2022 lijkt rampzalig uilenjaar te worden
2022 lijkt een dramatisch jaar voor uilen te worden. Dat concludeert het Natuurhulpcentrum omdat er tot nu toe zeer weinig jonge uilen zijn binnengebracht. Ook voor de reeën is het een slechte tijd, door de mysterieuze ziekte die onder die dieren heerst.
Net geen dertig bosuilen werden er in 2021 door bezorgde dierenvrienden binnengebracht in het Natuurhulpcentrum (NHC) van Oudsbergen. Dit jaar in precies dezelfde periode… twee. Hetzelfde met de ransuilen: elf vorig jaar, dit jaar ook amper twee. En dat geldt ook voor de kerkuilen en de steenuilen. “2022 is een rampzalig jaar voor de uilen, dat staat al vast”, stelt Sil Janssen van het NHC.
Verdronken muizen
Volgens bioloog Frederik Thoelen van het NHC heeft veel te maken met de natte zomer van 2021. “Door de wateroverlast zijn veel muizen in de holen verdronken”, zegt hij. “En een slecht muizenjaar betekent per definitie een slecht uilenjaar. Simpelweg omdat ze dan minder voedsel hebben.” De grote uitzondering zijn de oehoes. “Die grotere uilensoort lijkt het beter te doen. En de verklaring daarvoor is simpel: hun dieet. Oehoes kunnen ook de grotere zoogdieren pakken en zijn dus minder afhankelijk van het aanbod muizen”, legt Janssen uit.
Reeën en egels
Omgekeerd evenredig met de uilen werden er wel veel meer reeën binnengebracht in het Natuurhulpcentrum. En dat is ook slecht nieuws. “Vorig jaar vingen we hier 160 reeën op, dit jaar al 199 in exact dezelfde periode”, weet Thoelen. “Veel heeft te maken met de mysterieuze ziekte die rondgaat onder de reeën. Van de dieren die besmet zijn, hebben we er nog geen enkel kunnen redden. En we weten nog altijd niet wat het precies is. Bij de onderzochte kadavers zijn longwormen gevonden. Maar dat lijkt een gevolg van de ziekte, niet de oorzaak. Het blijft wachten op een sluitende verklaring van het labo.”

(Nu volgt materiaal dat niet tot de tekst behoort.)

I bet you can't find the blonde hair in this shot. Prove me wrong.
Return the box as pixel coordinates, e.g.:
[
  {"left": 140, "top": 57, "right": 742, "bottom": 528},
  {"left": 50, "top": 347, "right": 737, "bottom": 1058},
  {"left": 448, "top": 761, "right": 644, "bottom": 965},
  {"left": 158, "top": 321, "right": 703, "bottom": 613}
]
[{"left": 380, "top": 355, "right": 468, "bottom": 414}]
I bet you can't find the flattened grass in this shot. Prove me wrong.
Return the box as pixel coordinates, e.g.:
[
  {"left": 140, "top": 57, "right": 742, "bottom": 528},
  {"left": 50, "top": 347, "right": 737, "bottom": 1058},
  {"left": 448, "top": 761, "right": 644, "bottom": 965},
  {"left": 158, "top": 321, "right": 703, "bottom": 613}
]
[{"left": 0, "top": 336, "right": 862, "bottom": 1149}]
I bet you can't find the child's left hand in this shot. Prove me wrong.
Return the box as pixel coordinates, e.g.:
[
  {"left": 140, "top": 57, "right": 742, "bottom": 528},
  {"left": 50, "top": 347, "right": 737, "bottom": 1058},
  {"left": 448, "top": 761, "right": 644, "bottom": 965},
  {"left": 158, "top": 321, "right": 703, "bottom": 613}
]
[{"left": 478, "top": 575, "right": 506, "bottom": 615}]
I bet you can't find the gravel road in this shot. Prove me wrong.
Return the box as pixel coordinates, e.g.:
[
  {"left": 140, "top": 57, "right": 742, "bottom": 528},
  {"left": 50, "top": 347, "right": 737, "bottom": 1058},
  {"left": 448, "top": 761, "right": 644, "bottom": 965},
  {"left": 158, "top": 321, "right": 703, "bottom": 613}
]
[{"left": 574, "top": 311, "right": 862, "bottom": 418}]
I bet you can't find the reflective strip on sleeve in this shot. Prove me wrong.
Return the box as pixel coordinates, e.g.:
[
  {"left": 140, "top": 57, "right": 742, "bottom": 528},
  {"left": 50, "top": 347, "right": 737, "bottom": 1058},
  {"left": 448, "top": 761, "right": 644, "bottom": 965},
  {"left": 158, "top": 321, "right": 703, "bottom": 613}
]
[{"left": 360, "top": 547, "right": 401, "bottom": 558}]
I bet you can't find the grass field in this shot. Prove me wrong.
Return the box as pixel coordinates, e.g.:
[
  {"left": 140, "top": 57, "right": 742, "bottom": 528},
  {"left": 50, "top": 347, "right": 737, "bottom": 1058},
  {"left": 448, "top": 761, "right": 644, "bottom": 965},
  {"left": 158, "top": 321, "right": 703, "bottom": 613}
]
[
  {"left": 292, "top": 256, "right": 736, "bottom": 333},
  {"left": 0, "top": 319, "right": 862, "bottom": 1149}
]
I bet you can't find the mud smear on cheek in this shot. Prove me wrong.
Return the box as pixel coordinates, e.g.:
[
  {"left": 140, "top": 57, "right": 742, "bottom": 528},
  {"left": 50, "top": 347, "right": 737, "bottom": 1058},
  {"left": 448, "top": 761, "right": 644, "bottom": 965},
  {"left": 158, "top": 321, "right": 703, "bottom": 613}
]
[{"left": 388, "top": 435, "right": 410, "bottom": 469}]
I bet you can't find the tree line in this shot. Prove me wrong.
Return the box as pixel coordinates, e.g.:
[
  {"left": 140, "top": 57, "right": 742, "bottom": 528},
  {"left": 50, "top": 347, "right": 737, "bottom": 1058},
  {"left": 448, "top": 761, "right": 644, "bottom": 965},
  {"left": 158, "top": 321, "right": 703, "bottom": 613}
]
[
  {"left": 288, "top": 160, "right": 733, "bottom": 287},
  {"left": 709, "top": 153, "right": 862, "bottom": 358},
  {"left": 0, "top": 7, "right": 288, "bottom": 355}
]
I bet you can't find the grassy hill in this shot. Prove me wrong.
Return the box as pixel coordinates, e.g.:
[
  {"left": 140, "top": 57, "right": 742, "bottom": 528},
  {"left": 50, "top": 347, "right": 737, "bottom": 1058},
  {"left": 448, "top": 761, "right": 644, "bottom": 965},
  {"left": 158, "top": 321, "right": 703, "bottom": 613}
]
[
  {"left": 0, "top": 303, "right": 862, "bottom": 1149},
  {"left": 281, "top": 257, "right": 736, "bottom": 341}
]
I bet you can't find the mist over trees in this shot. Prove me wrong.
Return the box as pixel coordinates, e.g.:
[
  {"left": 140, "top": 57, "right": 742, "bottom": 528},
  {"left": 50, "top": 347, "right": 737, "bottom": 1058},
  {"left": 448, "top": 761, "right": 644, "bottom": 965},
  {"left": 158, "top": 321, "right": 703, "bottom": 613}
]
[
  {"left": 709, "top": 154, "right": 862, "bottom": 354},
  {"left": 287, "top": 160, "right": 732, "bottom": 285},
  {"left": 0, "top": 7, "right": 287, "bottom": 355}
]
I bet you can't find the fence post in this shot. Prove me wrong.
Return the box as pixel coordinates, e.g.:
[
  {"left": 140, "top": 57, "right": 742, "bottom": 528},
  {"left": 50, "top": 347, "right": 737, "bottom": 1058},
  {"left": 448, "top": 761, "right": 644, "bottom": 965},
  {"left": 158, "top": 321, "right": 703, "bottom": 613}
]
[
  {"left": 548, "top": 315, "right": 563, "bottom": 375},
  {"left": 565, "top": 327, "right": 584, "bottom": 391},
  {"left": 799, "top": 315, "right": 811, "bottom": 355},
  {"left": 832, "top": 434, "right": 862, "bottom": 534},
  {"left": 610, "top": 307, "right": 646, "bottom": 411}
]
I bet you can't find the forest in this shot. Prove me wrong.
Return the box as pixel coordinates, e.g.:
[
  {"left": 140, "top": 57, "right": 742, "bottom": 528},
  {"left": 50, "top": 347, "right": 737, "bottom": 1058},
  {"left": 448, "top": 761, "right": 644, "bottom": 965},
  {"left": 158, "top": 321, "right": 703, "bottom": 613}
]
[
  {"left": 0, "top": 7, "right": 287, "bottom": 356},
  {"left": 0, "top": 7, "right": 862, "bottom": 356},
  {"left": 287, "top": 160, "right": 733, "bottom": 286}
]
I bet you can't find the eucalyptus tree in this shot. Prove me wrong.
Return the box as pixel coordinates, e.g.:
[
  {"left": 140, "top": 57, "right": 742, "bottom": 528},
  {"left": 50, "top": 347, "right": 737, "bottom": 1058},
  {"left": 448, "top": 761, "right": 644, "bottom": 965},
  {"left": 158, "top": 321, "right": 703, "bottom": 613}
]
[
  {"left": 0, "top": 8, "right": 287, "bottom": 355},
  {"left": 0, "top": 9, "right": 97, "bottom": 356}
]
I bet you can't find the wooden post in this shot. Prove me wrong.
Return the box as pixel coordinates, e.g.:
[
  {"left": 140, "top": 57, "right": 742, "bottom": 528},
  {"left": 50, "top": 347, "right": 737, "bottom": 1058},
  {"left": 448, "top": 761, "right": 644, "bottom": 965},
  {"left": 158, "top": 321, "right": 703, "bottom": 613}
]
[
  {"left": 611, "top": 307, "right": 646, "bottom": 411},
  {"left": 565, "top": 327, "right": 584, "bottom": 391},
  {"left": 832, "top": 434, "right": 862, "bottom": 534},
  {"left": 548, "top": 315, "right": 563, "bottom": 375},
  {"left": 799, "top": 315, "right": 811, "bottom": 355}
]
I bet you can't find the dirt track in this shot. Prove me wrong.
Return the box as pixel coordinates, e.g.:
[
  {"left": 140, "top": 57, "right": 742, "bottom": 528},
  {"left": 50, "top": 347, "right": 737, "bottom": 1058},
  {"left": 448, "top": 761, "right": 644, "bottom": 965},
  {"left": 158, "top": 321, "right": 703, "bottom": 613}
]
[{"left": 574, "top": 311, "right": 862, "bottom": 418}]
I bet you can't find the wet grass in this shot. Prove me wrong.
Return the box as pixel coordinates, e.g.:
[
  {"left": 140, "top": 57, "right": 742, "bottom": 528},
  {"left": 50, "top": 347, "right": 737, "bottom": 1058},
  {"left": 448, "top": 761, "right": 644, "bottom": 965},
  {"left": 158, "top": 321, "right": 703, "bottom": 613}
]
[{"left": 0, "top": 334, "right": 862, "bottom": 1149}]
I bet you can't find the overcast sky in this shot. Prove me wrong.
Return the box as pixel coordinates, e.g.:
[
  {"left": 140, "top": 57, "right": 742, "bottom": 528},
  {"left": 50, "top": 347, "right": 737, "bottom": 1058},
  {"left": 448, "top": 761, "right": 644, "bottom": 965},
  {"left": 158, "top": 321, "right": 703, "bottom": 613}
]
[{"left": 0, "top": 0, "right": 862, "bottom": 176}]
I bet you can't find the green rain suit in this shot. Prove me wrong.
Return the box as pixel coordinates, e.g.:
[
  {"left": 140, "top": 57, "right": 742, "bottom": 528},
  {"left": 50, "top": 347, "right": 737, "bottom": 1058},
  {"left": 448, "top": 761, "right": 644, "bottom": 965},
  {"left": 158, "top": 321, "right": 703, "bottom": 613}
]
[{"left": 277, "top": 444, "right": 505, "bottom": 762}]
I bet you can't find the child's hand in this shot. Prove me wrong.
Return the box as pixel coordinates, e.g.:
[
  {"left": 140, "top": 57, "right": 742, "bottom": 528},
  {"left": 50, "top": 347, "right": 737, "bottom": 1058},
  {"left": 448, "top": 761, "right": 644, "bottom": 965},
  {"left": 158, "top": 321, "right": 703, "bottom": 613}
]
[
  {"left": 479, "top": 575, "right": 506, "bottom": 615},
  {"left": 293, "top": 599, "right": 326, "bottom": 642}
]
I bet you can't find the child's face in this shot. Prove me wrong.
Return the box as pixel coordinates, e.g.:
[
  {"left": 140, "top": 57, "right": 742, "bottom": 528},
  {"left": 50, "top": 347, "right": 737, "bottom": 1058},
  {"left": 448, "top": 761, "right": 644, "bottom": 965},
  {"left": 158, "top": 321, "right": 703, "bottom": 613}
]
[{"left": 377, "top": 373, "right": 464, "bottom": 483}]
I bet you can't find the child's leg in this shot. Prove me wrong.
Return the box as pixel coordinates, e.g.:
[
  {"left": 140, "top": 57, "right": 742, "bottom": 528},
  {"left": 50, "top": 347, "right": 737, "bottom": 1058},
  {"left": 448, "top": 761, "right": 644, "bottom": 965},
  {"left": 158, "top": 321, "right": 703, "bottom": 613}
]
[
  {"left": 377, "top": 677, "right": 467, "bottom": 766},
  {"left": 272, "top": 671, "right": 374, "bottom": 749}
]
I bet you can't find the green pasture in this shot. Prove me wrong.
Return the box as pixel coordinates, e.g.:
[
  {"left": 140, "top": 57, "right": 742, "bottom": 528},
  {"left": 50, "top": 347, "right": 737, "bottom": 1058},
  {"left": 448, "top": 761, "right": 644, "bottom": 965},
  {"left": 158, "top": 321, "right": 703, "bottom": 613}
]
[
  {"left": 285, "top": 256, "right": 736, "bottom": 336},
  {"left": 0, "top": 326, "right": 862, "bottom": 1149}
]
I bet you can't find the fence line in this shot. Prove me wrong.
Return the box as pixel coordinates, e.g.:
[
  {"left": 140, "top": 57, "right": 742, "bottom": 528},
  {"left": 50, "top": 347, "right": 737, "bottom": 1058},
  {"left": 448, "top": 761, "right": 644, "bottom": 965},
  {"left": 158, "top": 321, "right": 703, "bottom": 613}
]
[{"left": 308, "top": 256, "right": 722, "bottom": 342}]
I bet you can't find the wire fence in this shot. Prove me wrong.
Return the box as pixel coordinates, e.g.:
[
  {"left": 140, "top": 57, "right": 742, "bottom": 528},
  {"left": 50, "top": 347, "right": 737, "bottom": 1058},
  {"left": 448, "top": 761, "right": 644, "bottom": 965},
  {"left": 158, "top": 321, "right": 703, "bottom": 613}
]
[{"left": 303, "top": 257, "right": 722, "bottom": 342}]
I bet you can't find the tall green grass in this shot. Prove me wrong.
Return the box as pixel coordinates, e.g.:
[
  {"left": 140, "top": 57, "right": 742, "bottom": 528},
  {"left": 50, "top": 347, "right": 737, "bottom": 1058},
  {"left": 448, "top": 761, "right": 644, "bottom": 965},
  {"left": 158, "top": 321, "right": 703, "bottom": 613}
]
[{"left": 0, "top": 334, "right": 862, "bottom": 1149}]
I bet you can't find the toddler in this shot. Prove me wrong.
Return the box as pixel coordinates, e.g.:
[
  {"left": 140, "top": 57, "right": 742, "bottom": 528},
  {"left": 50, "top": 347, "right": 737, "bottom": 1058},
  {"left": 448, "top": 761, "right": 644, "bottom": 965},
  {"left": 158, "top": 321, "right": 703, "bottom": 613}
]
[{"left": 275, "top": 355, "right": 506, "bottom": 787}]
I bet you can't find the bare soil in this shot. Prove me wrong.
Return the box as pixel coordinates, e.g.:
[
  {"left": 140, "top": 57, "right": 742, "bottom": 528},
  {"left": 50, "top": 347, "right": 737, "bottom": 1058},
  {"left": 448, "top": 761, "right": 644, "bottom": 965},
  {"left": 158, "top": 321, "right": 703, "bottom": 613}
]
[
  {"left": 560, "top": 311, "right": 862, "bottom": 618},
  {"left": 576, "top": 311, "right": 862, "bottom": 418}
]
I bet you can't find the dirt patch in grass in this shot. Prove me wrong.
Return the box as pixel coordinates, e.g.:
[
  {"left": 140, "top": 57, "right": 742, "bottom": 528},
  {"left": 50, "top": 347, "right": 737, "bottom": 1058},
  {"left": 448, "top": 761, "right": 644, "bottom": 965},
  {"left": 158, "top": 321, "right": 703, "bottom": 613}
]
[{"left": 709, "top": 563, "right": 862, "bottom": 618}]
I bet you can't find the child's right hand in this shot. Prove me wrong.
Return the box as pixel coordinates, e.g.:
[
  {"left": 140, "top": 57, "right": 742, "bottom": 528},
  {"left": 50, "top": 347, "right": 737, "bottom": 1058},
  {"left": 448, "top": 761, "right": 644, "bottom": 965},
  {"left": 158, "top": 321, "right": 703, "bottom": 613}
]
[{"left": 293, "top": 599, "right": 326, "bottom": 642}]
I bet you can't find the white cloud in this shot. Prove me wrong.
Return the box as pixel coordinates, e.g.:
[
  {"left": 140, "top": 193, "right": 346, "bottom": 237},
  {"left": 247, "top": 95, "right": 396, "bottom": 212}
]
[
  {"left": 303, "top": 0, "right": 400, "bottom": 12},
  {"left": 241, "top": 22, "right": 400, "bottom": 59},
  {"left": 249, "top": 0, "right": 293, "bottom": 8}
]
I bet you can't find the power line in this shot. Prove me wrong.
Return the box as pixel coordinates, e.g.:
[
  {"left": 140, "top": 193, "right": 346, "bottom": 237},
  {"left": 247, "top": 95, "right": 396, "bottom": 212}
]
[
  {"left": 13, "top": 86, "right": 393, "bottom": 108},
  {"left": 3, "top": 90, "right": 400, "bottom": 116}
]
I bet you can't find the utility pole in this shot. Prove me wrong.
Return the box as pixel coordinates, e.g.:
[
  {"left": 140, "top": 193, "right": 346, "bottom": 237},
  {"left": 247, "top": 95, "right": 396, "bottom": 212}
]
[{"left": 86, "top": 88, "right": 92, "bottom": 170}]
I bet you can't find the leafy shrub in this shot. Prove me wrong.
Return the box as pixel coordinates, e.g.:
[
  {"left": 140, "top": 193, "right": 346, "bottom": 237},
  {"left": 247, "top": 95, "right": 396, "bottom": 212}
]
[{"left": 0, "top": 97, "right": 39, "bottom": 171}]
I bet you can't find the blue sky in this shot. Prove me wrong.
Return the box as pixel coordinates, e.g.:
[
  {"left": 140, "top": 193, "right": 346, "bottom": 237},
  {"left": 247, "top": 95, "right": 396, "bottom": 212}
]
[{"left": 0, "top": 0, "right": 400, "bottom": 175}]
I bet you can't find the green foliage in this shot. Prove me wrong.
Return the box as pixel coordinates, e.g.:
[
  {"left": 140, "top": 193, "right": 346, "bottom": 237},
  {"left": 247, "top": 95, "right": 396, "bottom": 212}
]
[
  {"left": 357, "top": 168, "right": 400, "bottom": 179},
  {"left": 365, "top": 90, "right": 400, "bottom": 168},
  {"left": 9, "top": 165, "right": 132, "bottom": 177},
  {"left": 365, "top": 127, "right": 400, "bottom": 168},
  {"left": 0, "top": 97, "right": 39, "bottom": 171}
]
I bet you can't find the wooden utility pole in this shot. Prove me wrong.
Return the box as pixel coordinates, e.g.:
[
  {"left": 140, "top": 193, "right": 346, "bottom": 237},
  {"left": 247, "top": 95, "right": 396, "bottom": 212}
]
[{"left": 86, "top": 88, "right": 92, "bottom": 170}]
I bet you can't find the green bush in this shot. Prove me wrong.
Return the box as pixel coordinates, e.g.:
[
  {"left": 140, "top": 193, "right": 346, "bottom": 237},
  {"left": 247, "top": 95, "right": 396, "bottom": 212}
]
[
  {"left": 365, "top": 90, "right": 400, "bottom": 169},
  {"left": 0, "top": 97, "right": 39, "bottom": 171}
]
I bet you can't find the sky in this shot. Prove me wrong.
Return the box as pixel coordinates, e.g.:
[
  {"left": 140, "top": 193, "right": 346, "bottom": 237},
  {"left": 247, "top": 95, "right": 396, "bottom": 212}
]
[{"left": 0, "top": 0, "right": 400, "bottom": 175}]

Ook de ziekte onder de egels lijkt een blijver. “Al worden er minder zieke egels gevonden dan vorige jaren. Een mogelijke verklaring is dat de ziekte er al flink heeft ingehakt in de populatie en er dus minder egels zijn. De gewonde egels zijn meestal mannetjes. Omdat het er minder zijn, is de kans dat ze elkaar kruisen kleiner en vermindert ook het risico op een gevecht waar ze de verwondingen oplopen”, legt Thoelen uit.
Postcorona
Eind juni is al duidelijk dat 2022 zeker niet het derde opeenvolgende ‘topjaar’ voor het NHC gaat worden. “Bij de binnengebrachte zangvogels zien we ook een terugval. Alleen wil dat niet zeggen dat het slecht gaat met die vogels, integendeel. Veel heeft te maken met het postcoronatijdperk. De mensen zitten nu wat minder in de natuur en brengen dus ook minder dieren binnen. Meer moeten we daar niet achter zoeken.”